De Belastingdienst heeft eerder al brieven met uitleg gestuurd aan iedereen met box 3-inkomen. In juli volgt voor iedereen met box 3-inkomen een attentiebrief over het formulier OWR: voor welke jaren het kan worden ingediend, hoe dat moet gebeuren en binnen welke termijn. Er kan geen nadeel voor belastingplichtigen optreden, dus bij een hoger werkelijk rendement in een jaar wordt niet extra geheven. In dit artikel behandelen we achtergronden en aandachtspunten rond het formulier OWR.
Per kalenderjaar invullen
Iedere belastingplichtige die dat wil kan per kalenderjaar jaar het digitale formulier indienen. Dat geldt in ieder geval voor de belastingjaren vanaf 2021. Voor eerdere belastingjaren vanaf 2017 is het afhankelijk van ingediende bezwaren en verzoeken en de uitkomst van nog lopende procedures bij de Hoge Raad. Het is alleen zinvol en nodig het formulier in te vullen over een kalenderjaar waarin het werkelijk rendement naar verwachting (veel) lager is geweest dan het forfaitaire rendement. Dat kan per persoon anders zijn, afhankelijk van de omvang en samenstelling van het box 3-vermogen.
Het is dus nodig per kalenderjaar gegevens en bewijsstukken van het werkelijk rendement te verzamelen voor wie verwacht in een jaar of meer jaren een lager werkelijk rendement over box 3 vermogen te hebben dan het in de aangiften vermelde forfaitaire rendement.

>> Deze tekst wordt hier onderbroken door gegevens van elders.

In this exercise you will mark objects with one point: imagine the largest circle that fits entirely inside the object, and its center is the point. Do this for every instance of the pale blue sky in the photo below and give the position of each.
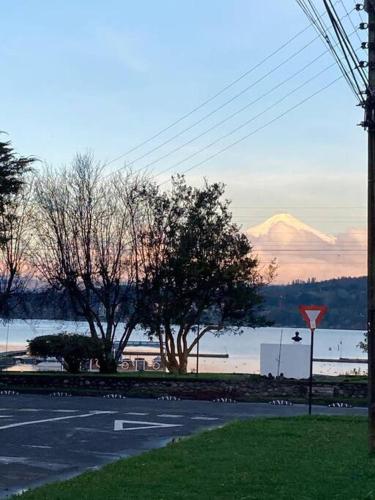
(104, 76)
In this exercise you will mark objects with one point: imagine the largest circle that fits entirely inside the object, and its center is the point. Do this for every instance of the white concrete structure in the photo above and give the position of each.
(292, 360)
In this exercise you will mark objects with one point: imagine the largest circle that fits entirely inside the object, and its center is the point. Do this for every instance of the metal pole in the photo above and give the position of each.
(370, 123)
(311, 366)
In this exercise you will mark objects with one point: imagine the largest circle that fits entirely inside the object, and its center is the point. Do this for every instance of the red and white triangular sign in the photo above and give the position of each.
(313, 315)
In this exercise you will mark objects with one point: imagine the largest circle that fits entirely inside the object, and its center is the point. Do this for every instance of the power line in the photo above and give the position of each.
(222, 106)
(270, 122)
(216, 95)
(236, 96)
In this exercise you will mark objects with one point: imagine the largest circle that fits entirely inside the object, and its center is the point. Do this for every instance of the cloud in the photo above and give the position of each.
(302, 252)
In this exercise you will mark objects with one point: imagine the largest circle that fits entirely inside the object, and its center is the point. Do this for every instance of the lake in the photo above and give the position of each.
(243, 350)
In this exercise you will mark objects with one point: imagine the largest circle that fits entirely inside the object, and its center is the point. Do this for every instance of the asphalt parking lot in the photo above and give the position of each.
(45, 439)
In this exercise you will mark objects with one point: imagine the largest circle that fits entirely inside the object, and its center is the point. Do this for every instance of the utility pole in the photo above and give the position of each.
(369, 7)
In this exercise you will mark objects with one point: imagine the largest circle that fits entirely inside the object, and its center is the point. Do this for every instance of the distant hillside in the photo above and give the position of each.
(344, 297)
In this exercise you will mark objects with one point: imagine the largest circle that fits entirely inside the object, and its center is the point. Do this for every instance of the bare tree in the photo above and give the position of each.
(85, 245)
(198, 268)
(14, 218)
(15, 269)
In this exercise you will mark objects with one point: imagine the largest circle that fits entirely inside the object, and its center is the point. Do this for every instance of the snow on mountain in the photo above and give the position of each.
(303, 252)
(285, 223)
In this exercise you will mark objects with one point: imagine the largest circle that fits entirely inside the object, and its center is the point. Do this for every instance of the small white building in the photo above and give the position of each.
(291, 360)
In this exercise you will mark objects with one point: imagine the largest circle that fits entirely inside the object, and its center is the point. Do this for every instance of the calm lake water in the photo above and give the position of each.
(243, 350)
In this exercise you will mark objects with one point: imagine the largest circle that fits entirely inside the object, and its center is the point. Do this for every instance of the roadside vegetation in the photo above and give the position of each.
(299, 458)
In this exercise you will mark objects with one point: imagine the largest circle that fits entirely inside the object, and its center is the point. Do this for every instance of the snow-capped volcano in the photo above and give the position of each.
(287, 224)
(304, 252)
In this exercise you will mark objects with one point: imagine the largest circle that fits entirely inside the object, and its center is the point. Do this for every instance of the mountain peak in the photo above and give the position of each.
(291, 222)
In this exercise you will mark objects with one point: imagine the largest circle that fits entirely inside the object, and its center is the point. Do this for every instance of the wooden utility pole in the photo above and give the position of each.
(370, 124)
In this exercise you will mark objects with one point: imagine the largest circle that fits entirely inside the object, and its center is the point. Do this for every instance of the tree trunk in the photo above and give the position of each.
(183, 359)
(172, 364)
(107, 363)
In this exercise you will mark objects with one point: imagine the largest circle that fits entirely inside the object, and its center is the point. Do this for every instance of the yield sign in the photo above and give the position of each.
(128, 425)
(313, 315)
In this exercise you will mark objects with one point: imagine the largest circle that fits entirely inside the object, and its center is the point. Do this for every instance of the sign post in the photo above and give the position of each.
(312, 315)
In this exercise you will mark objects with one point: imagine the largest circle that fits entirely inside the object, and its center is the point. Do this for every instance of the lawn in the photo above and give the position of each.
(299, 458)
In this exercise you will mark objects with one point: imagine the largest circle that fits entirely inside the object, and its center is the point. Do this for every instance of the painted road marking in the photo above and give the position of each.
(204, 418)
(31, 422)
(166, 415)
(119, 425)
(47, 410)
(135, 413)
(36, 446)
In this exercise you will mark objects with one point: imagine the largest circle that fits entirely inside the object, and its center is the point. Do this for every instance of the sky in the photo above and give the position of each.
(106, 76)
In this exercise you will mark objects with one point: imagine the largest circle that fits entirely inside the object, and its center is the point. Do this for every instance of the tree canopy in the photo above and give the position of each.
(71, 349)
(195, 260)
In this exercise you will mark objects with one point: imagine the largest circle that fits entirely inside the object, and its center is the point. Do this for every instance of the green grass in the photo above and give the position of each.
(302, 458)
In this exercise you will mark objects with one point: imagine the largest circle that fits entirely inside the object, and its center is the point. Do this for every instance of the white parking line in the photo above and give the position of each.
(36, 446)
(204, 418)
(166, 415)
(46, 410)
(119, 425)
(31, 422)
(135, 413)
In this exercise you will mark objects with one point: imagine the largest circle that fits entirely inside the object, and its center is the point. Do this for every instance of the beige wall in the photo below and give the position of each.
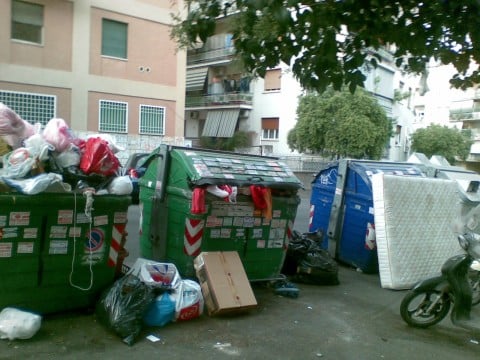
(149, 46)
(70, 65)
(133, 111)
(55, 52)
(63, 96)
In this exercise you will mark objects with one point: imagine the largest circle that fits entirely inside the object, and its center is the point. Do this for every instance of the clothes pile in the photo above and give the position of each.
(53, 159)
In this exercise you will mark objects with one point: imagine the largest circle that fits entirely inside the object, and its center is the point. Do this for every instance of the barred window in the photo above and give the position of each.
(113, 116)
(270, 128)
(34, 108)
(152, 120)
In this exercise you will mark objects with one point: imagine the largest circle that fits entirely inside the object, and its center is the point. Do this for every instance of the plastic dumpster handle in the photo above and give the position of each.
(256, 179)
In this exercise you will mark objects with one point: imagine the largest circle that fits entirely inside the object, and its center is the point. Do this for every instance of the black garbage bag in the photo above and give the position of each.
(307, 262)
(122, 306)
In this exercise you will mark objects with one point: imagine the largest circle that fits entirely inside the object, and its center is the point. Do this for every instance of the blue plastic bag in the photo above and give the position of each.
(161, 311)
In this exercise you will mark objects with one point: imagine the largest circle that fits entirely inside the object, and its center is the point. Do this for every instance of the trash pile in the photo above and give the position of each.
(307, 262)
(53, 159)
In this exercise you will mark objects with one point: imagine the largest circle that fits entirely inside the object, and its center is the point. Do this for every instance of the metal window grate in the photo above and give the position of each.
(113, 116)
(34, 108)
(152, 120)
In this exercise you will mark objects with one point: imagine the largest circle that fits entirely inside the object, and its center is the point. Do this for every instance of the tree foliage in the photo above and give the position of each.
(451, 143)
(327, 41)
(340, 124)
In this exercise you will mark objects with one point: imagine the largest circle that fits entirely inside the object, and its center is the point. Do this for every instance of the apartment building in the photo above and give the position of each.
(102, 66)
(221, 99)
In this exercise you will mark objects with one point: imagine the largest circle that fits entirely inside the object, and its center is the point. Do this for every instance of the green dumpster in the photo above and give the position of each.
(64, 253)
(170, 231)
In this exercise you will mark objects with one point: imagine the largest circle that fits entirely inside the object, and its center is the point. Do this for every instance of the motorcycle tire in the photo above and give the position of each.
(474, 279)
(415, 306)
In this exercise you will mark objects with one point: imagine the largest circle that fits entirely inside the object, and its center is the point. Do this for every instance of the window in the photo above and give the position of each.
(270, 128)
(27, 22)
(152, 120)
(273, 79)
(114, 38)
(113, 116)
(34, 108)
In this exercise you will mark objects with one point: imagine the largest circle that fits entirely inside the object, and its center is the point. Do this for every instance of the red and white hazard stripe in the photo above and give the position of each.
(310, 220)
(192, 239)
(289, 234)
(116, 244)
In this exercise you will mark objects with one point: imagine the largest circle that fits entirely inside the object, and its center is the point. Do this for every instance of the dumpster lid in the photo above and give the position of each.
(366, 168)
(206, 167)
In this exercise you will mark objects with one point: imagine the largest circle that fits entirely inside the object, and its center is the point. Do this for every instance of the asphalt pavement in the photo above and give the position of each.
(356, 319)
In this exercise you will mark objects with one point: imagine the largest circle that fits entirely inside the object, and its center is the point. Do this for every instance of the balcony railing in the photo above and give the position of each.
(464, 115)
(219, 99)
(210, 55)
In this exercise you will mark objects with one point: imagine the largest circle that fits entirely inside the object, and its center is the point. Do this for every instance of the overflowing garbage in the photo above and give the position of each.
(53, 159)
(150, 294)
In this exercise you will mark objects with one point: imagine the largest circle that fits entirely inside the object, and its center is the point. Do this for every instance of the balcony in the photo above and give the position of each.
(240, 100)
(210, 56)
(467, 114)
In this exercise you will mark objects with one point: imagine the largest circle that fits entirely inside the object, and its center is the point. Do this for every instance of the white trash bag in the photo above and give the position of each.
(18, 324)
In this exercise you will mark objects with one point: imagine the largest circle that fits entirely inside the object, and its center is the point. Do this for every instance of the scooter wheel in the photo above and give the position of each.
(424, 309)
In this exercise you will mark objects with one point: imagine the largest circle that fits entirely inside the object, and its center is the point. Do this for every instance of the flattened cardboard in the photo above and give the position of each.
(225, 286)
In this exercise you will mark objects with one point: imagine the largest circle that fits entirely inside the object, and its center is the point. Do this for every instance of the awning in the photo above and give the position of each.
(475, 148)
(221, 123)
(196, 78)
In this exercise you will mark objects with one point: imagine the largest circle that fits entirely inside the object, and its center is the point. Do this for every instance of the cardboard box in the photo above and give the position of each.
(225, 286)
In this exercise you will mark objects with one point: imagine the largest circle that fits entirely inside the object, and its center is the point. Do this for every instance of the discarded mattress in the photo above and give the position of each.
(414, 226)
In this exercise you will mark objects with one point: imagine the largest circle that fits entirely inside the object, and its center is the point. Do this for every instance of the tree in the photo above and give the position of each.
(441, 140)
(340, 124)
(326, 42)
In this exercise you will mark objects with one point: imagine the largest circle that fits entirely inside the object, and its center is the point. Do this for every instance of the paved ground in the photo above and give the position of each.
(354, 320)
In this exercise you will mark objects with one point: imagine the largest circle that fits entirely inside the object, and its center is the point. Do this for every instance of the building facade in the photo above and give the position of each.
(221, 99)
(102, 66)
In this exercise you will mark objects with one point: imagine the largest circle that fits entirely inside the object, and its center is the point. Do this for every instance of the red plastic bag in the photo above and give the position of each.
(198, 201)
(98, 158)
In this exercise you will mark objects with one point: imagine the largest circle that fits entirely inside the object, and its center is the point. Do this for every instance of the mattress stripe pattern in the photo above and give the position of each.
(414, 224)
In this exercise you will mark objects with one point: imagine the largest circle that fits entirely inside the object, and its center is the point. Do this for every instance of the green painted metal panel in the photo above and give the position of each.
(260, 240)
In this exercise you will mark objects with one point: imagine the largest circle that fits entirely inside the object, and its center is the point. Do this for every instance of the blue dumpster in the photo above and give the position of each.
(342, 208)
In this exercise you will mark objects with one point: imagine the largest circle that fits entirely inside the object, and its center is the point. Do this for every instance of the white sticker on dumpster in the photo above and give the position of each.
(65, 216)
(25, 248)
(8, 233)
(58, 232)
(225, 233)
(74, 231)
(30, 233)
(100, 220)
(120, 218)
(257, 233)
(19, 218)
(58, 247)
(227, 221)
(5, 249)
(275, 244)
(82, 218)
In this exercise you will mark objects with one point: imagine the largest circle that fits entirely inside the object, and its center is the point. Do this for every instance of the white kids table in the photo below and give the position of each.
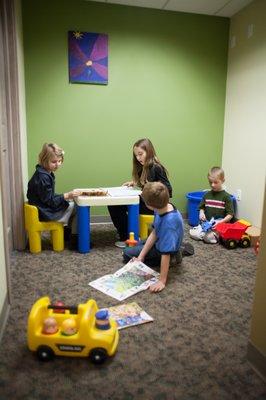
(116, 196)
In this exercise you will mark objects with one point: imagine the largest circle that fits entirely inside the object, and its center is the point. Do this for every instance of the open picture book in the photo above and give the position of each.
(134, 277)
(129, 314)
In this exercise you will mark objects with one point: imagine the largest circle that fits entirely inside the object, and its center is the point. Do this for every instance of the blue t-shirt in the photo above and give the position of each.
(169, 230)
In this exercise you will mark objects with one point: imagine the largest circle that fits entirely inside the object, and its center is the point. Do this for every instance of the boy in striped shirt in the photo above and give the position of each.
(216, 203)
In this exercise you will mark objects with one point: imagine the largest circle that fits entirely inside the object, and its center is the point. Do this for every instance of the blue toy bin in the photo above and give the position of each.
(193, 202)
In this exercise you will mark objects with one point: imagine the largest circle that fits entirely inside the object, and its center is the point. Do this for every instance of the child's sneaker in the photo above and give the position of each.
(210, 238)
(197, 233)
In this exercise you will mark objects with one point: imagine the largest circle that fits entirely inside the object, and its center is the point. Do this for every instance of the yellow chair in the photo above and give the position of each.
(144, 222)
(35, 228)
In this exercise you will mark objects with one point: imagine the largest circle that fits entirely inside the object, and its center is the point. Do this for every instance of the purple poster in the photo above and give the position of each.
(88, 57)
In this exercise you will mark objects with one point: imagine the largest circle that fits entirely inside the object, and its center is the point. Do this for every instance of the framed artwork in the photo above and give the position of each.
(88, 57)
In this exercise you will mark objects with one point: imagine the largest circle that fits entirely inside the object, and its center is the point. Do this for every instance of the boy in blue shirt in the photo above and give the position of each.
(166, 237)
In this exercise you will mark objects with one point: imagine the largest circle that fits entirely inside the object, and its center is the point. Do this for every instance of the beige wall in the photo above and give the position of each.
(22, 105)
(244, 147)
(3, 278)
(258, 326)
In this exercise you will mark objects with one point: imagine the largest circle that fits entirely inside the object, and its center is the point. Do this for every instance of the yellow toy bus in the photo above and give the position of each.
(74, 331)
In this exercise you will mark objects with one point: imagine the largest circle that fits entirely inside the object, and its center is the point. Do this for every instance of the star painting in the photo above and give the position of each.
(88, 57)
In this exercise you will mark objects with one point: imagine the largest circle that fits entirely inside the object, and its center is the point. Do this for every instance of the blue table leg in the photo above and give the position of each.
(84, 229)
(133, 220)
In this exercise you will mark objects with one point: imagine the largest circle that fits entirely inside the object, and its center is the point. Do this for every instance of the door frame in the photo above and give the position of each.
(10, 139)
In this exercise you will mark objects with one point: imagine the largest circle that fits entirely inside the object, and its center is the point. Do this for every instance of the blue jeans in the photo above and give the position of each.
(152, 258)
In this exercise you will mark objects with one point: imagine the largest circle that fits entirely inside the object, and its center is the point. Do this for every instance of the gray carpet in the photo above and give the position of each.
(195, 348)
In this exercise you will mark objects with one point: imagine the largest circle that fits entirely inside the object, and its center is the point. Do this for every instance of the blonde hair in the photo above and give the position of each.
(50, 150)
(140, 172)
(155, 194)
(217, 172)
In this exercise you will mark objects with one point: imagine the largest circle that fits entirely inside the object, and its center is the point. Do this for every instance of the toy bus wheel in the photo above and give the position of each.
(45, 353)
(98, 355)
(245, 242)
(230, 244)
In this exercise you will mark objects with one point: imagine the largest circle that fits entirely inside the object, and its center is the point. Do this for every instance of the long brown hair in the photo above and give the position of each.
(49, 150)
(140, 172)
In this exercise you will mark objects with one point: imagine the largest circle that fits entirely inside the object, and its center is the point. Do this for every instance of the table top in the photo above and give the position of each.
(121, 195)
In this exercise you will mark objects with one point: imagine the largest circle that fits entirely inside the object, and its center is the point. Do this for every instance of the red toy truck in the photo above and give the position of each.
(231, 235)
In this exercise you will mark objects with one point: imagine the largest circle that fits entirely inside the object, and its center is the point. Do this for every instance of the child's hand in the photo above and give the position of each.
(128, 184)
(157, 287)
(72, 194)
(76, 192)
(137, 259)
(202, 216)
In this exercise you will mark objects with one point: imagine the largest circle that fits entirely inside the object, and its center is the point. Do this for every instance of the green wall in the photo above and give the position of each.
(167, 78)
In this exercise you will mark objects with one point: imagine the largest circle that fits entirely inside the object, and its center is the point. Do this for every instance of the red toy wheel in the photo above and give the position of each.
(245, 242)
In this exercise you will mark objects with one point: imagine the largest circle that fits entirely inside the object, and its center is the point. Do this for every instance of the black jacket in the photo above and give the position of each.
(158, 174)
(41, 193)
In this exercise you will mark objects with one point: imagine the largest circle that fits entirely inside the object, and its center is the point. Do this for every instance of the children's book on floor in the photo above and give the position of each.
(129, 314)
(134, 277)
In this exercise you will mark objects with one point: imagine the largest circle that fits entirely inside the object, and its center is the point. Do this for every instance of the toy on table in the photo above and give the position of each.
(102, 319)
(131, 242)
(60, 307)
(257, 247)
(207, 225)
(231, 235)
(69, 327)
(89, 340)
(49, 326)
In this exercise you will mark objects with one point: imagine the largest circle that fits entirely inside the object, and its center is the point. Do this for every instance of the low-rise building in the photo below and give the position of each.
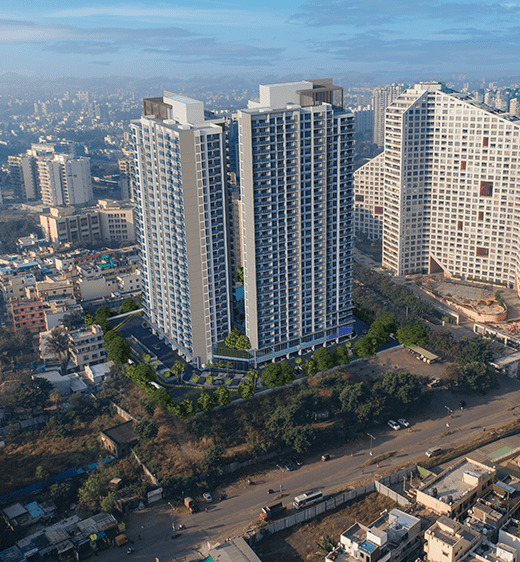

Extra bankgegevens kunnen nodig zijn indien uit jaaroverzichten de effectenmutaties gedurende het kalenderjaar niet duidelijk blijken. Ook bij vastgoedportefeuilles met mutaties gedurende het kalenderjaar is meer nodig dan alleen de begin- en eindwaarde in het jaar
Berekening werkelijk rendement
Het formulier OWR maakt zelf berekeningen aan de hand van de ingevulde gegevens .Er is al veel geschreven over hoe het werkelijke rendement berekend wordt. Tot het werkelijke rendement behoren:
- Reguliere voordelen op basis van het kasstelsel (onder andere daadwerkelijk in het kalenderjaar genoten rente, dividend en huur).
- Vermogensaanwas op basis van vermogensvergelijking (in het kalenderjaar behaalde verkoopresultaten en waardemutaties, dus zowel gerealiseerde als ongerealiseerde waardemutaties).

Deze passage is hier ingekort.